Before Mario leapt into the page of legend with Super Mario Bros., he took one last side excursion. Wrecking Crew doesn’t really count in the lineage of the core Mario games; not only does it not involve a single bit of platforming (Mario can’t jump!), it’s not even by the usual Mario folks. Instead, it’s an R&D1 division joint rather than a project by Miyamoto’s folks at EAD, with the core design coming from future Metroid director Yoshio Sakamoto.
By no means would this be the last R&D1 Mario title; they’d eventually go on to create the Super Mario Land games. Those, of course, were so weird and un-Mario-like they eventually metamorphosed into Wario Land. Wrecking Crew has nothing whatsoever to do with those games, but it does feel decidedly un-Mario-like. In a way, this is the first real example of Miyamoto’s original “Mr. Video” concept for Mario, a generic character who could fill any role as needed for the game at hand. Yes, he had appeared in Pinball and Tennis already, but those were meaningless cameos while this is a starring role… even though it totally divorces him of the mechanics and story elements players had come to associate with Mario save the tentative connection to Donkey Kong of wielding a hammer.
An action game in the most technical sense, Wrecking Crew really falls into the puzzle game category. It operates with the single-screen style of the previous Mario games (although unlike in Mario’s earlier titles, the screen scrolls to encompass more than a strict 224 pixel high play space), and enemies do chase Mario around. But they only exist to be avoided. Mario can’t directly attack them, only distract and divert them.
The real purpose of Wrecking Crew is to destroy everything on screen besides the enemies. It’s kind of neat from a tech perspective from the time, as smashing objects causes them to vanish, and you can even cause things to collapse and drop by shattering their supports. You didn’t really see that level of character-background interaction on consoles in 1985, and I don’t doubt the germ of inspiration for this title came from wanting to exploit that trick on a grand scale.
Wrecking Crew launched in Japan just a few months before Super Mario, and it really throws the latter game’s achievements into high relief. This isn’t to say Wrecking Crew is bad, but it feels very iterative, a small twist on the well-trod classic arcade concept. What makes it interesting is that despite the hazards and the score count, it’s not really meant to be a challenge in the traditional sense. It features nearly 100 different stages, but you can select any stage you like right from the menu screen at the outset. Wrecking Crew has more of a tourist approach to game content, with no particular end in mind, just a whole lot of puzzles to be solved and a random assortment of secrets that can boost your score if you can sort out their rules (and if you care about such things).

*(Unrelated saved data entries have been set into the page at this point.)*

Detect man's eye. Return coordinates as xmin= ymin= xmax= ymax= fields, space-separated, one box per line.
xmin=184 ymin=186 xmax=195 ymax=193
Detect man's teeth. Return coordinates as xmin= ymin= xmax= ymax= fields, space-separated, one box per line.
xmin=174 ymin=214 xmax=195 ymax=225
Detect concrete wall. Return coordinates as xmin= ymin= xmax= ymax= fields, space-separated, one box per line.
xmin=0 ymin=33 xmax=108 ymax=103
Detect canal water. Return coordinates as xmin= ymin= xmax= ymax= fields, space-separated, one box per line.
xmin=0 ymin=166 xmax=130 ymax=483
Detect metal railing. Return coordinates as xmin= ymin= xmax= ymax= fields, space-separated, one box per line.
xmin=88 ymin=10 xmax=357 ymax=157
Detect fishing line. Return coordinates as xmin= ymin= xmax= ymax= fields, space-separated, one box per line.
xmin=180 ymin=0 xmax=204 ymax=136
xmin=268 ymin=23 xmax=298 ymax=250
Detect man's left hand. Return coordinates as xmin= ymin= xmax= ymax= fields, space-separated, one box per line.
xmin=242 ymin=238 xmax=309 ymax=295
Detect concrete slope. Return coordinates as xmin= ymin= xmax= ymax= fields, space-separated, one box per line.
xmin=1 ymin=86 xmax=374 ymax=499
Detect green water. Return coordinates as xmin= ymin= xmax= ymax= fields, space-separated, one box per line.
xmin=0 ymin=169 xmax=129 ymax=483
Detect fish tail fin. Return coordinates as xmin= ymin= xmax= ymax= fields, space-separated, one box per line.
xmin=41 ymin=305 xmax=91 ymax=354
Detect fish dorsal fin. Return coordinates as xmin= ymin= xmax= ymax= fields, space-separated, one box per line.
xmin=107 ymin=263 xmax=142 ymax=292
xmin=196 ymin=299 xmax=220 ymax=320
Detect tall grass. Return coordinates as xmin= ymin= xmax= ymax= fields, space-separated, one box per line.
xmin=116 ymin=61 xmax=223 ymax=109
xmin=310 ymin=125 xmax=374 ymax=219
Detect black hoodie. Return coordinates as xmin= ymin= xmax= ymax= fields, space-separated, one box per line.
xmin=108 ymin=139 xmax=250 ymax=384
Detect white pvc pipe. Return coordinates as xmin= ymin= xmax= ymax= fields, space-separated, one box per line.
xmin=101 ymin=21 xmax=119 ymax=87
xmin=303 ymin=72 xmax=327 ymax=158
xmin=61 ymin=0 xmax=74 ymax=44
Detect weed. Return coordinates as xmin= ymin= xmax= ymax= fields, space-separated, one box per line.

I wouldn’t quite call Wrecking Crew intuitive, though. Its rules seem simple enough — smash everything on screen while avoiding enemies — but some of the specifics take some getting used to. Hitting a bomb, for instance, doesn’t affect monsters, but it does shatter every contiguous object on that row while dropping Mario all the way to the bottom of the screen. The monsters have odd behaviors; eggplants, for instance, always take the first ladder they find. You can’t destroy enemies but you can take them briefly out of play by hitting doors, which open into the “back” of the screen and will cause the critters to mill about in confusion out of play for a moment. And speaking of the back side, a dude named Foreman Spike — who does bear a certain similarity to R&D1’s Wario, it’s true — runs back and forth in the rear plane harassing Mario.
It’s a weird game, this one. I like it, but it feels a little incomplete. Many of the puzzles have unwinnable states; basically, if you drop down to the ground and as a result can’t reach every isolated block, you’re boned and have to abort the stage. I get the sense that this is one of those instances of Nintendo’s guys trying to get a handle on home game technology and design… and since the next game Sakamoto worked on would be Metroid, I think they learned a lot here. For Mario, though, it was less a career move and more a temp job, like an actress waiting tables until the movie featuring her big breakthrough role finally opens across theaters.